Good Fences are Essential


If I had known then what I know now with regard to fencing, I would have held out for a place that was fenced and cross-fenced. But, I was just getting a handle on what those terms meant and had no clue the amount of time, labor, and money required for adequate fencing. We bought this farm as “fenced,” meaning that a perimeter fence was in place. It was, kinda-sorta.

Beginning last winter we beefed up that perimeter fence to enclose a bit more than half of the farm with fence adequate to hold dwarf goats. I say “we,” but it was really Jeff of Barns & More who we hired for the task. Seeing how long that job took him, I began to get an inkling of what was involved. By the time the fencing was completed, Jeff was solidly established as a very good friend.

Perimeter fencing contained the animals (mostly), but it did not address the issue of keeping males from females. Indeed, we have two litters of rapidly growing Great Pyrenees pups to attest to that. When the alpacas arrived with two pregnant females, separation became an immediate issue. I’ve tried moving the girls and Spencer down to grassier locations but the gals got nervous at the change and the vinyl-coated fencing on step-in posts didn’t appear up to the task of containing alpacas should any decide to bolt.

Although I can now work more closely with the alpacas, we’re stuck in a rut of alternating males and females in the home pasture. I’m suspecting that Spencer is ready to graduate to the boys’ club, but have no direct evidence (I always look up to Van’s squeals after whatever set her off). While I did try to get Spencer out with the boys one evening, Goldie got mad and I wasn’t sure the “screen door” would hold up for the challenge of an hysterical momma so I returned the boy to his usual abode.
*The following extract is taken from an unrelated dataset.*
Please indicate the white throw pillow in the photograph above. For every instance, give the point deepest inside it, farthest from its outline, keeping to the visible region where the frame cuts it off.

Now we have installed additional perimeter fencing, to enclose the front acres. I can keep the goats and dogs separate by gender, but the alpaca pasture has yet to be adequately divided. We’ve begun moving chain-link panels from two of the kennels I picked up on Craigslist and aim to provide a divided pasture within the week, but I am such a scatter-brain that it slows down any progress we make. To separate kennel panels to move, we had to forfeit both the extra goat enclosure we’d been using for “dates” and the blockade that was keeping the orchard safe from the goats. Before getting panels in place in the home pasture, I somehow managed to lose track of the collection of metal fasteners designed to reconnect the panels. Drat!

Currently dates occur in the last stall in the barn, the orchard is again denuded of greenery, and revisions to the home pasture remain incomplete. We always plan to finish a project today but get distracted from the task repeatedly. Plus, there’s the matter of the dogs. For a time two of them were scooting under and through fences, but we seem to have gotten that under control and they are staying put in whatever area we assign to them.

My dream is to have the farm cross-fenced enough to pasture alpacas, horses, goats, and fowl separately by species and gender, using rotational grazing and fences through which Millie won’t venture. For now we’ll work on separating the alpacas in the home pasture.